When Cambodia’s enforcement intensified, under pressure by the U.S. and Thailand, the scam operators didn’t disappear.

They moved quickly.

And Vietnamese police followed quickly as well.

Police in Phu Tho province subsequently arrested a 19-person gang that had “previously participated in fraud and property embezzlement activities in Cambodia,” who had organized the illegal entry into Vietnam of dozens of Chinese citizens into the country.

In a single month, the group rented entire resorts and villas in remote areas to relaunch the same operation that had just been shut down across the border, reported the Associated Press.

“The perpetrators’ goal was to find ‘prey’ – Chinese citizens in need of loans – then impersonate employees of lending platforms, guide borrowers through the loan application process and subsequently defraud the victims of their assets,” said the local police.

The phenomenon of booting foreigners accused of bad behavior, visa fraud, illegal immigration, isn’t just concentrated in Southeast Asia.

Japan’s government released a new framework in January replacing immigration guidelines that had been in place since 2018.

Under Japan’s updated rules, permanent residency can now be revoked for a variety of circumstances: unemployment over six months, tax delinquency above $3,100, unauthorized absences from Japan exceeding 180 days, criminal convictions including license-suspending traffic violations or application fraud.

Japan’s Minister of Economy, Trade and Industry and Security Kimi Onoda said the government would “firmly respond to illegal activities and deviations from the rules by some foreigners.

“We will create a situation where there are no foreigners in Japan who do bad things.”

In Australia, the aim is to cut annual net migration from 301,000 to 225,000 by 2027-28, reported the Sydney Morning Herald.

“In short, if a visa holder undermines our democratic values, doesn’t respect the law, or demonstrates they don’t respect our core values, they will be booted out of Australia,” said Opposition Leader Angus Taylor

And Canada’s Liberal government is driving one of the most aggressive course reversals in the Western world.

Canada is cutting temporary residents below 5% of the population by the end of 2027, driving a population drop for the entire country.

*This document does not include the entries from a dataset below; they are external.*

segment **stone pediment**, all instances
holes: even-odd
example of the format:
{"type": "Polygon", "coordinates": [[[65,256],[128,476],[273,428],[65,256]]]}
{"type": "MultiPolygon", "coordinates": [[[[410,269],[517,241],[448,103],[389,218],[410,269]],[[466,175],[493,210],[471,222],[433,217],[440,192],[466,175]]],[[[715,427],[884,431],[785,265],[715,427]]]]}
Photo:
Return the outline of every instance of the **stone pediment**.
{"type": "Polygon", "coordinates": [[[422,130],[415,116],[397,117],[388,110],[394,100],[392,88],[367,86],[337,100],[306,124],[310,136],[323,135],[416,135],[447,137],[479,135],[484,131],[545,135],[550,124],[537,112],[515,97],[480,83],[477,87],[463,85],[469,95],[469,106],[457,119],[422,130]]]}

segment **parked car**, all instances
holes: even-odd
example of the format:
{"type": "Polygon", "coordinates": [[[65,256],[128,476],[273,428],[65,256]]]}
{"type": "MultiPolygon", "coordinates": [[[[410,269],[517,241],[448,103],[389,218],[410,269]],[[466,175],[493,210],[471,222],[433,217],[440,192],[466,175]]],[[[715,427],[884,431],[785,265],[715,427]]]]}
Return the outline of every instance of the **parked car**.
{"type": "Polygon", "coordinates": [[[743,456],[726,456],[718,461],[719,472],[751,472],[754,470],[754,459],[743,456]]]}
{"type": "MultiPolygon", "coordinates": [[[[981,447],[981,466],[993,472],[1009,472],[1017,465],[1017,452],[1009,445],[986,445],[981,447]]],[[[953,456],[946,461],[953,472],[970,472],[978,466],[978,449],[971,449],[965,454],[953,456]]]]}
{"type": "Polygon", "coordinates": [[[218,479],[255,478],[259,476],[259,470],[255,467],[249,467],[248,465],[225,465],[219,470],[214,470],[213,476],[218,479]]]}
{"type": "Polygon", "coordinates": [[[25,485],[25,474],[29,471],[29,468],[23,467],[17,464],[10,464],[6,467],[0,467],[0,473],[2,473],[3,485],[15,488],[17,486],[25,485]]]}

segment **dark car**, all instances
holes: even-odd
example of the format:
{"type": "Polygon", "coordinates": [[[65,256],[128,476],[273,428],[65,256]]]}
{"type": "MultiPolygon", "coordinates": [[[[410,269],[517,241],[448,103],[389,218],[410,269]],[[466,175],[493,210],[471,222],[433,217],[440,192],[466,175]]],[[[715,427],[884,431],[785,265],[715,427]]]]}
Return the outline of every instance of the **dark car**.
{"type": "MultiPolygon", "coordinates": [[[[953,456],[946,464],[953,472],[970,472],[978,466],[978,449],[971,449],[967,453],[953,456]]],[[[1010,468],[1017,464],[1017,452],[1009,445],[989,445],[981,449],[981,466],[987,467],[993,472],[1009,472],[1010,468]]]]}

The trigger was student visa fraud.

Auditors found between 2023 and 2024, immigration officials identified more than 153,000 students who were potentially violating visa rules, while authorities had the funding to investigate just 2,000 cases, according to a national university publication.

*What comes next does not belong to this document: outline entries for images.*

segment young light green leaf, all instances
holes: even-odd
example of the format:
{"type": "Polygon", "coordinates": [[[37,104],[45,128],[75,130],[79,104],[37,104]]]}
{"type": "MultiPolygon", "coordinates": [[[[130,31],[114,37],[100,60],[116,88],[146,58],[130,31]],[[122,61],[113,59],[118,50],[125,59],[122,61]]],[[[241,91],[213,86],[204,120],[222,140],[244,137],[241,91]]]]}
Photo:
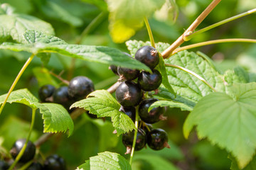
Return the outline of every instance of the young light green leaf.
{"type": "Polygon", "coordinates": [[[90,158],[85,163],[80,165],[76,170],[132,170],[129,162],[119,154],[110,152],[98,153],[97,156],[90,158]]]}
{"type": "Polygon", "coordinates": [[[188,106],[184,103],[178,103],[171,101],[158,101],[154,102],[153,104],[150,106],[149,108],[149,111],[151,110],[154,108],[157,107],[169,107],[169,108],[180,108],[181,110],[188,110],[188,111],[192,111],[193,107],[188,106]]]}
{"type": "Polygon", "coordinates": [[[26,31],[24,37],[31,44],[4,42],[0,45],[0,49],[27,51],[34,54],[58,52],[86,61],[150,71],[150,69],[145,64],[136,60],[132,60],[127,55],[115,48],[104,46],[69,45],[58,38],[34,30],[26,31]]]}
{"type": "Polygon", "coordinates": [[[230,91],[231,96],[217,92],[203,97],[186,120],[183,133],[187,138],[196,125],[199,138],[230,152],[242,169],[256,149],[256,83],[234,84],[230,91]]]}
{"type": "Polygon", "coordinates": [[[132,119],[119,111],[120,104],[106,90],[98,90],[90,94],[87,98],[73,103],[70,108],[82,108],[99,118],[111,117],[117,135],[128,132],[135,126],[132,119]]]}
{"type": "MultiPolygon", "coordinates": [[[[7,94],[0,96],[0,104],[2,104],[6,97],[7,94]]],[[[11,93],[8,98],[7,102],[19,103],[25,104],[32,108],[37,108],[38,100],[27,89],[23,89],[20,90],[14,91],[11,93]]]]}
{"type": "MultiPolygon", "coordinates": [[[[206,61],[194,52],[181,51],[171,57],[165,60],[166,64],[175,64],[188,69],[203,78],[217,91],[225,91],[225,86],[222,76],[219,74],[206,61]]],[[[213,92],[213,89],[197,77],[173,67],[166,67],[169,82],[176,93],[175,98],[172,94],[159,89],[157,96],[169,96],[169,99],[194,106],[202,97],[213,92]],[[164,91],[165,94],[161,94],[164,91]]]]}
{"type": "MultiPolygon", "coordinates": [[[[4,103],[6,94],[0,96],[0,104],[4,103]]],[[[19,103],[32,108],[39,108],[43,115],[44,132],[65,132],[69,129],[71,135],[74,125],[67,110],[55,103],[40,103],[38,100],[27,89],[14,91],[7,100],[8,103],[19,103]]]]}
{"type": "Polygon", "coordinates": [[[113,40],[123,42],[128,40],[143,26],[144,17],[151,15],[164,2],[164,0],[107,0],[110,30],[113,40]]]}
{"type": "Polygon", "coordinates": [[[1,5],[0,8],[0,42],[9,38],[14,40],[26,43],[23,33],[27,30],[36,30],[46,34],[54,35],[52,26],[36,17],[25,14],[18,14],[7,4],[1,5]]]}
{"type": "Polygon", "coordinates": [[[74,123],[67,110],[55,103],[38,103],[40,113],[43,115],[43,132],[65,132],[68,130],[70,136],[74,130],[74,123]]]}

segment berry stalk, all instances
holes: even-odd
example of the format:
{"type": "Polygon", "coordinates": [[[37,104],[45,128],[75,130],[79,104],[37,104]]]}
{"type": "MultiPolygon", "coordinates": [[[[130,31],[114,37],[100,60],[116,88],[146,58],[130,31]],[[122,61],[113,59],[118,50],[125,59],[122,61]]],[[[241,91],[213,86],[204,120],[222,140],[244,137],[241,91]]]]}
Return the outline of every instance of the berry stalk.
{"type": "Polygon", "coordinates": [[[31,126],[29,128],[29,132],[28,132],[28,137],[26,139],[26,142],[25,142],[23,147],[22,147],[21,152],[18,153],[18,156],[15,159],[14,163],[10,166],[10,167],[8,169],[8,170],[11,170],[11,169],[13,169],[14,168],[15,165],[18,163],[18,162],[21,158],[22,155],[23,154],[23,153],[25,152],[26,147],[28,145],[28,142],[30,136],[31,135],[33,127],[33,125],[34,125],[34,123],[35,123],[35,117],[36,117],[36,109],[37,109],[37,108],[32,108],[31,124],[31,126]]]}
{"type": "Polygon", "coordinates": [[[134,154],[134,149],[135,149],[135,144],[136,144],[136,138],[137,138],[137,135],[138,132],[138,125],[139,125],[139,106],[136,107],[136,115],[135,115],[135,131],[134,131],[134,141],[132,143],[132,152],[131,152],[131,157],[130,157],[130,161],[129,161],[129,164],[132,166],[132,158],[134,154]]]}
{"type": "Polygon", "coordinates": [[[0,108],[0,115],[1,113],[2,112],[4,107],[5,106],[5,104],[7,102],[8,98],[9,97],[11,91],[14,90],[14,87],[16,86],[16,85],[17,84],[19,79],[21,78],[22,74],[24,72],[24,71],[26,70],[26,69],[28,67],[28,66],[29,65],[29,64],[31,62],[33,57],[35,56],[35,54],[32,54],[31,57],[29,57],[29,58],[27,60],[27,61],[26,62],[26,63],[24,64],[24,65],[22,67],[21,69],[19,71],[16,78],[15,79],[14,81],[13,82],[13,84],[11,84],[11,86],[9,89],[9,91],[8,91],[7,96],[6,97],[6,98],[4,99],[4,101],[3,103],[3,104],[1,106],[0,108]]]}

Immigration officials told Parliament there would be no more “soft touch” on international student visa fraud.

The list goes on: South Korea is running immigration raids in subway stations and markets against undocumented workers; Germany has made it dramatically harder to get asylum and easier to get deported.

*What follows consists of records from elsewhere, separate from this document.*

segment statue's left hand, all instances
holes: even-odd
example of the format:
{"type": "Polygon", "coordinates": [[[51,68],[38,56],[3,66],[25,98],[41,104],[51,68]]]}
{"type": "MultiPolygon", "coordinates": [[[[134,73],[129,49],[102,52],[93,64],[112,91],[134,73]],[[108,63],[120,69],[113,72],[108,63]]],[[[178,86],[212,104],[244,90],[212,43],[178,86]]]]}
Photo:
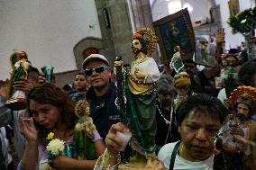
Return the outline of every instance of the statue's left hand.
{"type": "Polygon", "coordinates": [[[14,87],[15,90],[22,90],[25,94],[27,94],[32,87],[33,84],[32,82],[29,82],[28,79],[21,77],[18,81],[14,82],[14,87]]]}
{"type": "Polygon", "coordinates": [[[137,70],[134,72],[134,74],[136,77],[141,80],[144,80],[145,77],[148,76],[148,73],[142,71],[142,70],[137,70]]]}

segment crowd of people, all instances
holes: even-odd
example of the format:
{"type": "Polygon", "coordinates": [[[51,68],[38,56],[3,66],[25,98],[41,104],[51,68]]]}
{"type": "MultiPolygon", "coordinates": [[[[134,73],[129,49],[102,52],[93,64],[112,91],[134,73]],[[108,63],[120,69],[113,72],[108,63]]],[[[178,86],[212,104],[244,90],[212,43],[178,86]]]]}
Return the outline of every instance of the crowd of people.
{"type": "Polygon", "coordinates": [[[215,66],[198,69],[189,58],[162,69],[151,58],[155,39],[151,29],[136,31],[125,67],[89,55],[62,88],[15,51],[11,80],[0,81],[0,169],[117,169],[136,157],[148,169],[255,169],[256,60],[246,49],[224,52],[220,29],[215,66]],[[23,104],[16,91],[25,109],[9,107],[23,104]],[[125,148],[118,132],[132,133],[125,148]],[[50,133],[63,141],[57,157],[50,133]]]}

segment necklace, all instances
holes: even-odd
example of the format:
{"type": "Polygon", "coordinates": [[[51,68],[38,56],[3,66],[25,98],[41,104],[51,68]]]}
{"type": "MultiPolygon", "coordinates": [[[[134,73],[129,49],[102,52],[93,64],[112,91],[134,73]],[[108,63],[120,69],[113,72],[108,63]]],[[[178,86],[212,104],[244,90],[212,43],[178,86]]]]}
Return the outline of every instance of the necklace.
{"type": "Polygon", "coordinates": [[[169,121],[168,121],[168,120],[164,117],[164,115],[161,113],[161,112],[160,112],[159,106],[158,106],[158,105],[156,105],[156,106],[157,106],[157,108],[158,108],[158,111],[159,111],[160,116],[161,116],[162,119],[165,121],[165,123],[166,123],[166,124],[171,124],[171,121],[172,121],[172,112],[173,112],[173,107],[172,107],[172,105],[171,105],[171,108],[170,108],[169,121]]]}

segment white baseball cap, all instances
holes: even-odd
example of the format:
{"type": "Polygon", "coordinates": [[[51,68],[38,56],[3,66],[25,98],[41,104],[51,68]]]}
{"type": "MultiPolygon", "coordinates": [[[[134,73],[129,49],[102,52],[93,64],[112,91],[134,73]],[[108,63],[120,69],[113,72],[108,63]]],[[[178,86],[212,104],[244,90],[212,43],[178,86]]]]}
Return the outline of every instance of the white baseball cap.
{"type": "Polygon", "coordinates": [[[108,66],[107,59],[101,54],[91,54],[83,62],[83,68],[86,69],[87,65],[93,60],[100,60],[108,66]]]}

Even the far-left European Union has suddenly lurched to the right as it passed stringent immigration restrictions.

The 418 votes to 218 that passed the immigration reform crackdown was accompanied by chants of “send them back,” in reference to illegal immigrants.

Nothing better dramatizes the crossroads at which the world stands on immigration than the United Kingdom, which is behind the curve compared to many others.

Public opinion has turned against the U.K. government’s open border stance after several high-profile cases, including Henry Nowak and the Belfast beheading, exposed a broken system.

A detailed report on immigrant gang rape culture in the U.K., released this week, only deepened the sense that something has gone badly wrong.

And unlike in the countries cited above, the British government seems slow to move, or to recognize the problem.

It’s not that people hate immigrants, it’s that some immigrants are eroding the quality of life worldwide and British Prime Minister Keir Starmer seems willfully blind to what’s going on.

The Spectator called it an “all-consuming divorce from political reality.”

“The anger is extraordinary,” Tim Montgomerie, who was once an adviser to Boris Johnson, the former Tory prime minister told the New York Times. “It’s off the scale. People feel that the government just has no idea how hard their lives are.”

After a decade of fact-checking, a demonstrable number of governments have the idea and are working to solve it.